3:45 – 4:30 PM
Impacts of Quantum Information in Quantum Chemistry
Speaker: Garnet Chan, Princeton University
I will describe recent intersections between quantum information and quantum chemistry primarily in the areas of entanglement theory and the structure of quantum states, complexity results, and the construction of new numerical many-body methods.
4:30 – 5:15 PM
Strongly Correlated Materials
Speaker: Matthias Troyer, ETH Zurich
Effective models are a common tool in condensed matter physics to describe low temperature properties of materials. The microscopic model with all orbitals and the full Coulomb interaction is reduced to a simplified model with just the relevant valence orbitals and simplified effective interactions. These are simpler to solve than the full Coulomb Hamiltonian. The effective models are typically either quantum lattice models like the Hubbard model or self-consistent quantum impurity models such as in dynamical mean field theory. Given limitations to the scaling for simulating the full Coulomb Hamiltonian on quantum computers, a hybrid approach - deriving effective models from density functional theory codes and solving these effective models by quantum computers seem to be a promising way to proceed for calculating the electronic structure of correlated materials on a quantum computer.

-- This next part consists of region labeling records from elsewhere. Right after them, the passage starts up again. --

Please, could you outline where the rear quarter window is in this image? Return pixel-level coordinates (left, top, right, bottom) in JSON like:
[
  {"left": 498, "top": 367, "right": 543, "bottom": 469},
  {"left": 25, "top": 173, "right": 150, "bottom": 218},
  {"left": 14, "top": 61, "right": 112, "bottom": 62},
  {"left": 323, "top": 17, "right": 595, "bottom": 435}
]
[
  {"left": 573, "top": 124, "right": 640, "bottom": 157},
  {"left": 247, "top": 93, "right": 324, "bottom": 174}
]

Matthias Troyer is professor of computational physics at ETH Zurich and consultant for Microsoft Research Station Q. He is a recipient of an ERC Advanced Grant of the European Research Council and a Fellow of the American Physical Society. His research activities center on numerically accurate simulations of quantum many body systems, with applications ti quantum magnets, correlated materials, ultracold quantum gases, quantum devices and topological quantum computing. He achieves progress in simulations through novel simulation algorithms combined with high performance computing approaches. He has initiated the open-source ALPS projects for the simulation of quantum many body systems in condensed matter physics.